KPRP jelaskan soal penghapusan “kuota Tertentu’” rekrutmen Polri

KPRP jelaskan soal penghapusan “kuota khusus’” rekrutmen Polri

Jakarta (ANTARA) – Komisi Percepatan Reformasi Polri (KPRP) menjelaskan soal rekomendasi penghapusan praktik “kuota Tertentu” dalam proses rekrutmen Personil Polri sebagai bagian dari pembenahan pada aspek manajerial.

Personil KPRP Jenderal Polisi (Purn.) Ahmad Dofiri dalam konferensi pers di Jakarta Selatan, Rabu, menjelaskan bahwa rekrutmen Polri menjadi salah satu aspirasi yang banyak disampaikan masyarakat kepada Komisi Reformasi.

Ia mengungkapkan bahwa KPRP mendapatkan informasi terkait adanya pembayaran tertentu oleh oknum Kepada masuk Korps Bhayangkara.

“Saya ceritakan di awal tadi aspirasinya, ‘Kenapa masuk polisi Tetap Terdapat bayar segala Jenis, nembak di atas kuda’. Nembak di atas kuda itu artinya dia mengatasnamakan saja, ‘Oh saya kenal dengan ini melalui dia’,” katanya.

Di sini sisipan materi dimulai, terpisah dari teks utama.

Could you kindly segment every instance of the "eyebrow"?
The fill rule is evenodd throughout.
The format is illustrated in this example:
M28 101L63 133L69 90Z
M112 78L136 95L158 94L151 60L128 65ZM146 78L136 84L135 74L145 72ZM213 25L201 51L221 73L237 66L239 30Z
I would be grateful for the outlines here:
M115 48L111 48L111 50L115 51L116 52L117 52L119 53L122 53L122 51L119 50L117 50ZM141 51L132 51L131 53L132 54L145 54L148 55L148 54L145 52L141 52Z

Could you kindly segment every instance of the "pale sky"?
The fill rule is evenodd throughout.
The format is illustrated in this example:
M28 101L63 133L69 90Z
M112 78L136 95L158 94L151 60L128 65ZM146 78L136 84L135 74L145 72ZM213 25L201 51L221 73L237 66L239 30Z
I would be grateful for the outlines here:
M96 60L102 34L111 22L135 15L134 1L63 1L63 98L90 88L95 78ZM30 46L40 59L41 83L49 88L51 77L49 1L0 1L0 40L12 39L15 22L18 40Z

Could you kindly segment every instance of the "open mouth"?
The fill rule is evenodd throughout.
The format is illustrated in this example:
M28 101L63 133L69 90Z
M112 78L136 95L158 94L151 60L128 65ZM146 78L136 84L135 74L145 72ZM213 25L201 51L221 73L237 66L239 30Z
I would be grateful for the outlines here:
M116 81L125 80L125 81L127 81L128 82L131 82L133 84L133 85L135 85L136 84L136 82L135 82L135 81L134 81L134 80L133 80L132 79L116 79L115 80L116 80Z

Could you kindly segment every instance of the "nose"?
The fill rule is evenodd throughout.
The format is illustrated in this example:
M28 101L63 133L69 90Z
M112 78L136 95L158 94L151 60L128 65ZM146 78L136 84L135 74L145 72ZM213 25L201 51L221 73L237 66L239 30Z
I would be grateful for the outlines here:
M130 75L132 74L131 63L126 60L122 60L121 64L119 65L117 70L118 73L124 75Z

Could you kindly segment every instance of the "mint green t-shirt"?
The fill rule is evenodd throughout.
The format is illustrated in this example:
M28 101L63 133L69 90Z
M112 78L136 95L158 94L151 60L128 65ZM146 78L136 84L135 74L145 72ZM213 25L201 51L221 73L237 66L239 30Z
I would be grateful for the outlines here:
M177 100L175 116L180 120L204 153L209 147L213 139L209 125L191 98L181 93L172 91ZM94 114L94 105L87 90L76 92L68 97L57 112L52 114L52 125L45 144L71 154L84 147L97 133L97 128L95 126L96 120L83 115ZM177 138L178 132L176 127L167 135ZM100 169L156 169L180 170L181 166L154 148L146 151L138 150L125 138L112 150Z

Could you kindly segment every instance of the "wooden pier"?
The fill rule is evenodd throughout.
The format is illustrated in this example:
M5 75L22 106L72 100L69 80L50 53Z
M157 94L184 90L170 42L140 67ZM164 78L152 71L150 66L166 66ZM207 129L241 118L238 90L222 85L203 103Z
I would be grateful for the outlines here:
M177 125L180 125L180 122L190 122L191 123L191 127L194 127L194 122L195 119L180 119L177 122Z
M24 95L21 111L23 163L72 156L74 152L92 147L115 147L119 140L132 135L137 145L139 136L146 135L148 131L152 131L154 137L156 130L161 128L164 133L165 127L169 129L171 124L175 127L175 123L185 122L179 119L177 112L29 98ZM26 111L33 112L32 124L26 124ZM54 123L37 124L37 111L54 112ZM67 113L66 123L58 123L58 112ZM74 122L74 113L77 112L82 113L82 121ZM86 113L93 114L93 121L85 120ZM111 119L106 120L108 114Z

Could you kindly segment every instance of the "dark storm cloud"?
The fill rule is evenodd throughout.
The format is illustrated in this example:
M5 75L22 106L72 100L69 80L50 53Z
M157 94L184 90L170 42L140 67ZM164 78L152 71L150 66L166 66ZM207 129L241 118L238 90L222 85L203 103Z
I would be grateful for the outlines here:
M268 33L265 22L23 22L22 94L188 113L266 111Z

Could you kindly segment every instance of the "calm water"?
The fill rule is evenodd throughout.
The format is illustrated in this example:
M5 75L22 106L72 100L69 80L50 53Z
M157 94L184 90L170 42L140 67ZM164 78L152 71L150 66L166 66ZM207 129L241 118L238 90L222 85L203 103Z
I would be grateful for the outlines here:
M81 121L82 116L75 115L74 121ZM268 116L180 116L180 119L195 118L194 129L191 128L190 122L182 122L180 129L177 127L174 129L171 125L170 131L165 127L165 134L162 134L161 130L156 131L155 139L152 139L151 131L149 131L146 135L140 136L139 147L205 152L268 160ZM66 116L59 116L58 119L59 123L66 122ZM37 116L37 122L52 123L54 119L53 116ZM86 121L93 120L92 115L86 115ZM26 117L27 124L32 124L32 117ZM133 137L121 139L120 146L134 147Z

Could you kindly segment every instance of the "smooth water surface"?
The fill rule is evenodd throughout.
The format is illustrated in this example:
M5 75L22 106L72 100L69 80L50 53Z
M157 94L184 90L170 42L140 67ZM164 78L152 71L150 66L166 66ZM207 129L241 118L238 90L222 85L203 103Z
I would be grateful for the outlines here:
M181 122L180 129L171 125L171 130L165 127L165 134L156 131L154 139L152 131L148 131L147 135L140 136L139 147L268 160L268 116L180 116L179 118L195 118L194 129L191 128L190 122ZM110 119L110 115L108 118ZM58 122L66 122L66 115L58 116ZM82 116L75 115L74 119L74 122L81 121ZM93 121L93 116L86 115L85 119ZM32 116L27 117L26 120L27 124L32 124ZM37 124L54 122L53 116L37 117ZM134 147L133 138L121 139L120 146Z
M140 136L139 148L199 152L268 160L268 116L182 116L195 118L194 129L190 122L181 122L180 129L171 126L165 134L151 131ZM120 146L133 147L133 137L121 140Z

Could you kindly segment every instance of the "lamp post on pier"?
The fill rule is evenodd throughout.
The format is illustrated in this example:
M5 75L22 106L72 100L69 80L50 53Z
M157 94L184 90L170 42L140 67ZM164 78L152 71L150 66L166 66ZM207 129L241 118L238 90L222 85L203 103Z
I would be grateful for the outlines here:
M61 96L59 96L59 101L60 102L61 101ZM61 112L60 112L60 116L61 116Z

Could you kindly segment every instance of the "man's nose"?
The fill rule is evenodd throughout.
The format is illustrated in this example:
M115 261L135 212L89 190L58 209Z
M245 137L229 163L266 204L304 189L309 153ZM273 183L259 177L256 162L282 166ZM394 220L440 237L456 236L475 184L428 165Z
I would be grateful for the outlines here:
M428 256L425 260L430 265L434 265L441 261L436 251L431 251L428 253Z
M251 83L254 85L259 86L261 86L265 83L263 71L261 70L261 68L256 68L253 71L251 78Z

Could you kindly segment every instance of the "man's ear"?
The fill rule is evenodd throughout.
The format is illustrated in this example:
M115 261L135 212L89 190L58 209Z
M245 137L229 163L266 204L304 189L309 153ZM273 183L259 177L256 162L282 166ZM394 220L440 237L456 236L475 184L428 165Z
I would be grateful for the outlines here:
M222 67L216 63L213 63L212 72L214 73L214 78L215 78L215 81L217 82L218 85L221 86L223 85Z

Maka dari itu, KPRP merekomendasikan agar praktik yang menggunakan istilah kuota Tertentu tersebut dihilangkan demi meningkatkan kualitas sumber daya Mahluk Polri.

“Ditengarai seperti misalnya konon Terdapat ‘kuota Tertentu’, Lewat jalur tertentu, ini yang kemudian ke depan Enggak boleh Kembali, harus dihilangkan,” ujarnya.

Ia juga mengungkapkan bahwa Asisten SDM Kapolri Irjen Pol. Anwar telah menyatakan bahwa rekrutmen Polri akan dilakukan sesuai aturan yang berlaku dan transparan.

Lebih lanjut, purnawirawan Polri itu mengatakan bahwa KPRP juga merekomendasikan agar panitia seleksi rekrutmen Polri harus multiaktor. Artinya, Enggak hanya melibatkan pihak internal, tetapi juga pihak eksternal.

Enggak hanya itu, direkomendasikan pula agar pengumuman hasil tes rekrutmen Polri segera disampaikan kepada masyarakat dalam waktu satu hari.

“Ini menghindari perkataan orang ‘kan nanti berkas itu setelah kemudian oleh panitia Dapat diganti segala Jenis’, ini menghindari itu. Langsung diumumkan,” ucapnya.

Hasil tes itu, ujar Dofiri, kemudian dimasukkan ke suatu website sehingga seluruh masyarakat Dapat membaca dan mengetahui hasil rekrutmen secara transparan.

Sebelumnya, Presiden Prabowo Subianto menerima laporan akhir dan rekomendasi dari Komisi Percepatan Reformasi Polri yang diserahkan Jimly Asshiddiqie selaku Ketua Komisi di Istana Kepresidenan, Jakarta, Selasa (5/5).

Presiden menerima sejumlah Naskah, termasuk yang berjudul “Jembatan Aspirasi Kepada Reformasi Polri” serta “Tindak Lanjut Rekomendasi”.

Menteri Koordinator Bidang Hukum, Hak Asasi Mahluk, Imigrasi, dan Pemasyarakatan sekaligus Personil KPRP Yusril Ihza Mahendra menyampaikan laporan yang disusun tersebut Mempunyai ketebalan Variasi mulai dari ribuan halaman Tiba dengan ringkasan singkat.

Isinya terdiri atas berbagai usulan dan rekomendasi dari Komisi Percepatan Reformasi Polri Kepada melakukan pembenahan di institusi kepolisian.

Yusril menegaskan rekomendasi yang diajukan bersifat substansial dan berpotensi membawa perubahan besar terhadap sistem kelembagaan kepolisian. Bahkan, sejumlah usulan dinilai dapat berdampak pada revisi Undang-Undang Kepolisian yang berlaku Ketika ini.

“Kalau disetujui maka akan Terdapat implikasi perubahan terhadap undang-undang Polri yang Terdapat sekarang,” tutur Yusril.